= Gagae =

Archaeological site in Turkey

Gagae or Gagai (Γάγαι) was a town on the southeast coast of ancient Lycia, in what is now the province of Antalya, from which the Gagates lapis derived its name. The ruins are located in Kumluca district, Antalya Province, Turkey. Excavations in 2007 revealed an upper and lower acropolis and evidence of Rhodian colonization.

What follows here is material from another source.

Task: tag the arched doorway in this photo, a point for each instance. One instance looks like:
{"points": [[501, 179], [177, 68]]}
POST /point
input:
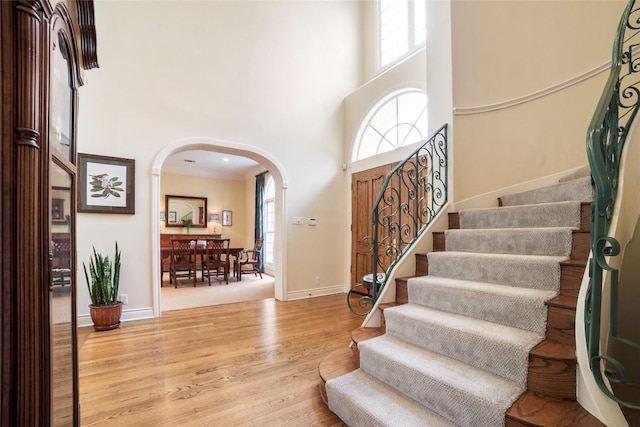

Several ancient authors (Pliny the Elder, Pedanius Dioscorides, Galenos, Oribasius and Aetios) mention "the stone of Gagates" (λίθος γαγάτης, translit. líthos gagátis) as being able to drive serpents away, diagnose epilepsy, calm the women down in their hysterias, evacuate worms, ease heart problems and heal the gynaecological diseases. It was also used in jewellery. The stone was found by the estuary of a river called Gages, near to Gagai, and named after the river. It is described as a modern jet stone, which fits perfectly with ancient descriptions. Although it is a form of lignite, containing bitumen and petroleum, it is not used for heating. However, there has been no evidence concerning the location of Gages River and Gagates mine, though there are suggestions for Gages as it may be the ancient name of the Alakır Çay ("Alakir River") or Gavur Kayı.